O lançamento do número 26 de Sexualidade Saúde e Sociedade - Revista Latino-Americana tem significado particular para sua equipe editorial. Vivemos um momento sem precedentes na Universidade do Estado do Rio de Janeiro (UERJ), instituição que sedia o Centro Latino-Americano em Sexualidade e Direitos Humanos (CLAM) e sua revista. Desde o ano passado, a UERJ vem sendo fortemente afetada pelos efeitos da corrente crise política e econômica brasileira e que se manifesta de modo dramático no estado do Rio de Janeiro. Nos últimos meses, a universidade viu seu financiamento cair a quase nada. Funcionários, técnicos e professores ficaram sem receber seus salários; alunos ficaram sem receber suas bolsas; e projetos de pesquisa e extensão tiveram suas dotações suspensas. Apesar disso, conseguimos manter as atividades vinculadas à revista. A finalização de mais um número é, portanto, prova da energia que anima o movimento de resistência em defesa da universidade pública e gratuita no Brasil, sem a qual este número não existiria.

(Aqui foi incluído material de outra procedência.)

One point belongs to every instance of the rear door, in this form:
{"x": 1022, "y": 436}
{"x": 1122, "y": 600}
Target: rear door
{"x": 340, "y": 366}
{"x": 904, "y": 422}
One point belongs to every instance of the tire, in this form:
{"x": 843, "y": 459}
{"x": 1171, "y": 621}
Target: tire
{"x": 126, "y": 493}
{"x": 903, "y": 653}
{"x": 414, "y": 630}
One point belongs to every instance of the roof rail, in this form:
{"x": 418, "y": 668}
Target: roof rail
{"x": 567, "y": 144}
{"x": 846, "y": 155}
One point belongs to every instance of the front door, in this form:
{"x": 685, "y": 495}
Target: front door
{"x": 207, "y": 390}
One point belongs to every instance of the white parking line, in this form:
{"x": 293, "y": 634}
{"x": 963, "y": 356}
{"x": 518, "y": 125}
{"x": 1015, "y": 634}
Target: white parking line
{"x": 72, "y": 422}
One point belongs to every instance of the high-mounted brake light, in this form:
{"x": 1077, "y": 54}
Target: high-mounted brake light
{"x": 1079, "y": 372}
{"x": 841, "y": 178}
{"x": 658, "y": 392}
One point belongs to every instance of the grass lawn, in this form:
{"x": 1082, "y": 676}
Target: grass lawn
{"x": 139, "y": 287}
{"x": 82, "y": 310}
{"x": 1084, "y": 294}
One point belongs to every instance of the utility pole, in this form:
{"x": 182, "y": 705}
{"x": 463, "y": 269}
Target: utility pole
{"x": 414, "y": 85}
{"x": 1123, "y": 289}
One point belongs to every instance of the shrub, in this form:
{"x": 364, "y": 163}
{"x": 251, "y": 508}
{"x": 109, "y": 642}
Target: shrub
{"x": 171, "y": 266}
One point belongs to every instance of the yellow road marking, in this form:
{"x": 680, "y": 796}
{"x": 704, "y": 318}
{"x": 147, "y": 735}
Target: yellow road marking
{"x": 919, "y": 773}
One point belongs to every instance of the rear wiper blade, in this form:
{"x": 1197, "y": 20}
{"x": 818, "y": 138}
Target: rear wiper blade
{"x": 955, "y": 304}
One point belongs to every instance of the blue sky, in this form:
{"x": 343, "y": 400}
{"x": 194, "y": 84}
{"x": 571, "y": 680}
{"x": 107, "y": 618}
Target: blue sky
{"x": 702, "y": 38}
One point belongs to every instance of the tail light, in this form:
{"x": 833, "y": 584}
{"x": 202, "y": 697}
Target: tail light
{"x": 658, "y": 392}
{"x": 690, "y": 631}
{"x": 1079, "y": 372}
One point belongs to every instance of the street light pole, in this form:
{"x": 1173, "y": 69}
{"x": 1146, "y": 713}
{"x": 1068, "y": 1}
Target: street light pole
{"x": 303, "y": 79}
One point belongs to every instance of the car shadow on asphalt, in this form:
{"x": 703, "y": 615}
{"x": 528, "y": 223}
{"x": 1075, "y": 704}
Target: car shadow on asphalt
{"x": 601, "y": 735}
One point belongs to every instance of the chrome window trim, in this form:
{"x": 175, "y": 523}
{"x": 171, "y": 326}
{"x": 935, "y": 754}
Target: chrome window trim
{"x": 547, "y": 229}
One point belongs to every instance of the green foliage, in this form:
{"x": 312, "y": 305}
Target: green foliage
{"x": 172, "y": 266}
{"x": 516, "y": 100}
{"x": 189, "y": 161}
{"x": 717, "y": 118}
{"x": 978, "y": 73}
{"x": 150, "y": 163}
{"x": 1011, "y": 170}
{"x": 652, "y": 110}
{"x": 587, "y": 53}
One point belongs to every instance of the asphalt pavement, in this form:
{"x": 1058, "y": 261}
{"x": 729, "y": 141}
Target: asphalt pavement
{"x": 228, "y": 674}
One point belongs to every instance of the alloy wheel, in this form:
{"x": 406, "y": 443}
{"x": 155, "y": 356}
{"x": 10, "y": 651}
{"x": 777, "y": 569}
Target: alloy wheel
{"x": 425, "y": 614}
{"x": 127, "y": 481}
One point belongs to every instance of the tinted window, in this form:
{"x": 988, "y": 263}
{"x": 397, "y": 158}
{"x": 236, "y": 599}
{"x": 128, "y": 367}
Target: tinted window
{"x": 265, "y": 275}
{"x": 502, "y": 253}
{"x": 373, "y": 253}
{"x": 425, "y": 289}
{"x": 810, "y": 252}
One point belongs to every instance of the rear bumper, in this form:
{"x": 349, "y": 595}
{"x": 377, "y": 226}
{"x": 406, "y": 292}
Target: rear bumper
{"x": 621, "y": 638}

Além disso, este número tem especial significado para quem vê com preocupação o acirramento dos conflitos em torno dos direitos sexuais e dos direitos reprodutivos em toda a América Latina, com o fortalecimento de discursos conservadores. Para além dos artigos contidos no dossiê “Fundamentalismos”, que conta com apresentação própria, os demais textos aqui publicados dedicam-se, de um modo ou de outro, a refletir sobre este conflitivo contexto político. E, em estreito diálogo com os artigos do dossiê, o fazem de diferentes maneiras. Em comum, a nada fácil tarefa de problematizar binarismos simplistas, como os que opõem ciência e religião, direito e arbítrio, proteção e violência ou tratamento e repressão.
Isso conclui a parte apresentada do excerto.